Física: suporte na compreensão do sistema físico e influências gravitacionais em exoplanetas.
Geologia: suporte na compreensão do ambiente geológico extraterrestre.
Radioastronomia: suporte na busca pela vida extraterrestre inteligente.
Química: suporte na busca por uma teoria científica da origem da vida na Terra e, talvez, no Universo.

Na ufologia, não existe qualquer interação com outras áreas científicas do saber, ela também não tem objeto de estudo, uma vez que assumir a existência de OVNIs não é a mesma coisa que admitir a existência de vida extraterrestre inteligente. Em outras palavras, a ufologia é uma pseudociência, porque: 1) ela não tem objeto de estudo; 2) não age com rigor metodológico e; 3) não produz conhecimento passível de verificação empírica (ou seja, testável). A ufologia é totalmente baseada em relatos e documentos (registros) e anedotas (observações que não podem ser provadas ou testemunhos). Lembrando que relatos e documentos não são evidências científicas.

Aliás, existe uma inteiração da ufologia com outras áreas caracterizadas como pseudociências, mas não com ciências:

Parapsicologia: área que alega que o ser humano possui atividades além da psique. Suas alegações servem atualmente de apoio as reivindicações de que as pessoas abduzidas começaram a manifestar poderes psíquicos (refutada).
Pseudoarqueologia ou Ufoarqueologia: área que deturpa o autêntico conhecimento arqueológico ignorando evidências da atividade humana na construção de monumentos megalíticos (refutada)

Como sabiamente disse Carl Sagan no Capítulo 03, do livro “O Mundo Assombrado Pelos Demônios”:

“Cada área da ciência tem o seu próprio complemento de pseudociência. Os geofísicos têm de se haver com Terras chatas, Terras ocas, Terras com eixos loucamente oscilantes, continentes que emergem e afundam rapidamente, além de profetas de terremotos. Os botânicos têm plantas cuja ardente vida emocional pode ser monitorada com detectores de mentiras, os antropólogos têm homens-macacos sobreviventes, os zoólogos têm dinossauros remanescentes, e os biólogos evolutivos têm os literalistas bíblicos mordendo o seu flanco. Os arqueólogos têm astronautas antigos, runas forjadas e estatuária espúria. Os físicos têm máquinas de movimento perpétuo, uma multidão de refutadores amadores da teoria da relatividade, e talve a fusão fria. Os químicos ainda têm a alquimia.

Os psicólogos têm grande parte da psicanálise e quase toda a parapsicologia.
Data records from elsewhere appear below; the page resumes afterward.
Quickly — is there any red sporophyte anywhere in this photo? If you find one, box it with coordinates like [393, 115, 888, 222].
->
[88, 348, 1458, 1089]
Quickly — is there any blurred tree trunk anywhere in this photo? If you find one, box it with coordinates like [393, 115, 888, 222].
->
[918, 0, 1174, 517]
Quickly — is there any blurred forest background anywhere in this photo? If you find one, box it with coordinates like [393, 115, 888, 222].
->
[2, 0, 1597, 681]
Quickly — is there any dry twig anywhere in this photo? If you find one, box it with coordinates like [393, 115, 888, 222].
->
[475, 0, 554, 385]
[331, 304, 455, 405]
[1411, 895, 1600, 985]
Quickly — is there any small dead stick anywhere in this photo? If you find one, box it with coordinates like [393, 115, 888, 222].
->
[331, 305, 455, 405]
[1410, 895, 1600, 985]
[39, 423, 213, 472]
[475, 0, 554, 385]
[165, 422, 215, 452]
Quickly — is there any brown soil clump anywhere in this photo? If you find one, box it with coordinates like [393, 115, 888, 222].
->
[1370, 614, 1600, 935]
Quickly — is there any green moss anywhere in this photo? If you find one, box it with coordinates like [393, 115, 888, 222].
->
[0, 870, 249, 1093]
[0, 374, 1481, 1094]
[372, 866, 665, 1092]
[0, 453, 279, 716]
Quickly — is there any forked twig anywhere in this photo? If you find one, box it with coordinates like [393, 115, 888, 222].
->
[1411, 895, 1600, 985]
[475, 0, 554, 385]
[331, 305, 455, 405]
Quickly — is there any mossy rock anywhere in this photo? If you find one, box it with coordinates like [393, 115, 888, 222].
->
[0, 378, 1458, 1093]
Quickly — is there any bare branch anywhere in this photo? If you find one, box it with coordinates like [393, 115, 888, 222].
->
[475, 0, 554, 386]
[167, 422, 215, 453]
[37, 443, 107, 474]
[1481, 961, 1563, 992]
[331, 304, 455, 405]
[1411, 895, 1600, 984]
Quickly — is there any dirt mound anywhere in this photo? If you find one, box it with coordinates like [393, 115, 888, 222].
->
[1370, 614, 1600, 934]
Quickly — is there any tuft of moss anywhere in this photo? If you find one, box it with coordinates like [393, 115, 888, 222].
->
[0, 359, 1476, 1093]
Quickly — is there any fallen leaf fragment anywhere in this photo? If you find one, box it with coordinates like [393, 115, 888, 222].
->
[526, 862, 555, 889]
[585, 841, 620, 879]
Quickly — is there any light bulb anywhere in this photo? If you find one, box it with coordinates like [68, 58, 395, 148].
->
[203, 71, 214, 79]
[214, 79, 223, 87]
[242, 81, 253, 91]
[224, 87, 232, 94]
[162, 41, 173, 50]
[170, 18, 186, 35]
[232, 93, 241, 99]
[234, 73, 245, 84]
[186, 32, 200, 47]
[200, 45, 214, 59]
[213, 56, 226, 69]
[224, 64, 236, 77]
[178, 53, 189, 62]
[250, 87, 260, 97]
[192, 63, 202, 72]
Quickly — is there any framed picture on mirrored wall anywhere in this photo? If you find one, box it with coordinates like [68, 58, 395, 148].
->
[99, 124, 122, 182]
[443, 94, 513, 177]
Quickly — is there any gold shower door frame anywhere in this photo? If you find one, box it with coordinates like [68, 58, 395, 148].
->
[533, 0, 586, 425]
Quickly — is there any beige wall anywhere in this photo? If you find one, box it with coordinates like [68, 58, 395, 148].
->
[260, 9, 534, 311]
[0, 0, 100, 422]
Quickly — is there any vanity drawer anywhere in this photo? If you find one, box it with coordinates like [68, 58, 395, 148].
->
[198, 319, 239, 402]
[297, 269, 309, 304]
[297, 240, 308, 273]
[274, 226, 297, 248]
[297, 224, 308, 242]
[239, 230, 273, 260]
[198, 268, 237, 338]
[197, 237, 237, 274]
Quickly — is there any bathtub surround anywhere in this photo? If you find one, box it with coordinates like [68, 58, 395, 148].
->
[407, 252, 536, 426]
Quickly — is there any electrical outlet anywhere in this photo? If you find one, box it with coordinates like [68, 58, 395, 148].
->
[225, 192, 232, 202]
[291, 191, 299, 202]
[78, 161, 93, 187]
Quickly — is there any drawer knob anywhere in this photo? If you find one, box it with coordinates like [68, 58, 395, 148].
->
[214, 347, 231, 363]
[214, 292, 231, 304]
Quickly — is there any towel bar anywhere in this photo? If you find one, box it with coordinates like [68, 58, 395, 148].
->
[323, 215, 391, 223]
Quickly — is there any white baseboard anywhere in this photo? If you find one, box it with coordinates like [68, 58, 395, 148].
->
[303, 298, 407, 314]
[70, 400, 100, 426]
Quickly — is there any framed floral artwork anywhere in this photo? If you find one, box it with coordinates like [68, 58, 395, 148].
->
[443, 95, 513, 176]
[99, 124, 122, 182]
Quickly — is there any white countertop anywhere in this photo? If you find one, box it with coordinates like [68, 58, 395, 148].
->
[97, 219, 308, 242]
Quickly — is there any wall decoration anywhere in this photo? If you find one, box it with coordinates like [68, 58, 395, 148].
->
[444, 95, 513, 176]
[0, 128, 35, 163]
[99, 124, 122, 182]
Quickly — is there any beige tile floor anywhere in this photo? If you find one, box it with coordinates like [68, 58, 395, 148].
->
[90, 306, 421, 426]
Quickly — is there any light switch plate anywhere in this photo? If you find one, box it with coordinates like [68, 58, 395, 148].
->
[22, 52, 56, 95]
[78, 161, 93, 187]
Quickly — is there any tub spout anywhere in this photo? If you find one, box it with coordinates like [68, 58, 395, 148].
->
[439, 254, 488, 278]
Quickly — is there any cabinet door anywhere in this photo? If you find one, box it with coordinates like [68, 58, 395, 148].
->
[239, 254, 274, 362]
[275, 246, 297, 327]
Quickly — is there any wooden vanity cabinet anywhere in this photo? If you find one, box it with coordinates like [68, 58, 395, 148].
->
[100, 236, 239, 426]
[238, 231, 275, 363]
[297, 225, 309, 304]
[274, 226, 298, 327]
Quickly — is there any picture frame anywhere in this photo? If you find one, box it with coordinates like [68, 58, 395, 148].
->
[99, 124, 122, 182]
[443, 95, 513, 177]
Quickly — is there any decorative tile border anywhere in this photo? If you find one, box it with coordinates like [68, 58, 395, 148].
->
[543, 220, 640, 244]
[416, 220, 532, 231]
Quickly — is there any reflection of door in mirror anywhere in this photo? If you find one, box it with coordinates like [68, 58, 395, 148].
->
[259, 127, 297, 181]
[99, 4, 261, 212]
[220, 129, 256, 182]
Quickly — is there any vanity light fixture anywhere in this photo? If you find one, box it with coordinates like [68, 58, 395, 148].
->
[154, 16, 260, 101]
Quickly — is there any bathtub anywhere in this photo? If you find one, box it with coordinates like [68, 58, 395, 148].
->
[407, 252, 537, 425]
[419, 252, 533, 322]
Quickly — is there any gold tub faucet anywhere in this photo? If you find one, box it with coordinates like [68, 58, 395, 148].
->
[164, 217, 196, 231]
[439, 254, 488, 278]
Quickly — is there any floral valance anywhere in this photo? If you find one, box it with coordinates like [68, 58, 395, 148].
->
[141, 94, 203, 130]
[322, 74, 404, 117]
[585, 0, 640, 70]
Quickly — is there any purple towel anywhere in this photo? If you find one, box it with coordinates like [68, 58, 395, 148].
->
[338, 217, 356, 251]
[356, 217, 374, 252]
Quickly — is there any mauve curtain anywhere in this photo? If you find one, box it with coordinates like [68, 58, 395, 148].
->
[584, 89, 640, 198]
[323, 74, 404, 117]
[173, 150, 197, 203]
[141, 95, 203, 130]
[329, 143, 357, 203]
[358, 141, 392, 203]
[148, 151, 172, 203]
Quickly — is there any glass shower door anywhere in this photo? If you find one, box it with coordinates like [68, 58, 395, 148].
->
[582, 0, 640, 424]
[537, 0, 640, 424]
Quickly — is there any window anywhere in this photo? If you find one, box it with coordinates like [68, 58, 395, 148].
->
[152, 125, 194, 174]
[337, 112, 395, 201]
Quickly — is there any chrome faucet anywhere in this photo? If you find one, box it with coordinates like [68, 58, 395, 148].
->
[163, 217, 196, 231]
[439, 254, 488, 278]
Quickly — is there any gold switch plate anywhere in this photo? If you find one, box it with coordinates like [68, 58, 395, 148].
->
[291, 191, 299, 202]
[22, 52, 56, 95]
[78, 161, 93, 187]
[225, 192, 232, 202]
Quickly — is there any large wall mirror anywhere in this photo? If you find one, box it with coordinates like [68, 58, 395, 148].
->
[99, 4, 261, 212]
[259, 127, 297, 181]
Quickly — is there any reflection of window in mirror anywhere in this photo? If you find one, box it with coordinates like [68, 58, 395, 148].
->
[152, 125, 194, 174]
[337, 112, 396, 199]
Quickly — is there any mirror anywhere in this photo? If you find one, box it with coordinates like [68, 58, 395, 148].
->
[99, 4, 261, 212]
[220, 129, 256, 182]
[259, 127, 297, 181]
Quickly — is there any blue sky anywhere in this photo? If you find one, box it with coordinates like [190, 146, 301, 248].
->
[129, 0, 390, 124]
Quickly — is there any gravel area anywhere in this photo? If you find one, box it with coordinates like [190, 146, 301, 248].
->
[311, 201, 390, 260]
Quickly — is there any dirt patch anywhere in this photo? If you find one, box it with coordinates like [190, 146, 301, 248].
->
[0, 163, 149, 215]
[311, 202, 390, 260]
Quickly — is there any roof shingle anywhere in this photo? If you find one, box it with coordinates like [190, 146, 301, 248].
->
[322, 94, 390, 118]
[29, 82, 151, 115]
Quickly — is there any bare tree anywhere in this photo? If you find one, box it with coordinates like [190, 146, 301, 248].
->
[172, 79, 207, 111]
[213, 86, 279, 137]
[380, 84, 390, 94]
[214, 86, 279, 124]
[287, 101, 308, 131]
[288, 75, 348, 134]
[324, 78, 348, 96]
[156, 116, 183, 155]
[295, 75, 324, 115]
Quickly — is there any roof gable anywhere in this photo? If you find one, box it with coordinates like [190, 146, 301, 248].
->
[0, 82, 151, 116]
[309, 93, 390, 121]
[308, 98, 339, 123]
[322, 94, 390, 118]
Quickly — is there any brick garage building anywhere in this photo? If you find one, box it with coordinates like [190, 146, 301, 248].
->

Os economistas têm previsões econômicas de longo alcance. Até agora, os meteorologistas têm a previsão do tempo a longo prazo a partir das manchas solares, como no Farmer’s Almanac (embora a previsão do clima a longo prazo seja outra história). A astronomia tem, como sua pseudociência mais importante, a astrologia — a disciplina que lhe deu origem. As pseudociências às vezes se cruzam, combinando a confusão — como nas buscas telepáticas dos tesouros enterrados de Atlântida, ou em previsões econômicas astrológicas.”

Conclusão

A utilização de alguns métodos e técnicas de análises em imagens (não é a mesma coisa que utilizar metodologia científica) ainda é necessária para analisar alguns casos ufológicos. OVNIs podem ser pipas, satélites, balões meteorológicos, balões de ar quente, bexigas de gás, sacos plásticos, fenômenos naturais, planetas, estrelas, insetos e sujeiras na lente da câmera e até mesmo efeitos de reflexão da lente da câmera em relação ao flash e ao ambiente (lens flare, por exemplo), e podem até ser extraterrestres, mas ainda não temos uma evidência capaz de sustentar essa afirmação.

Existe também um problema em estabelecer uma análise crítica na ufologia, porque muitas pessoas desconhecem a própria natureza (fenômenos naturais). Por exemplo, não sabem o que é halo solar, nuvens lenticulares e sun dogs. E, convenhamos, a maioria das pessoas nem sempre gosta de ouvir respostas simples, dando preferência a ouvir algo que condiz com suas crenças (viés de confirmação).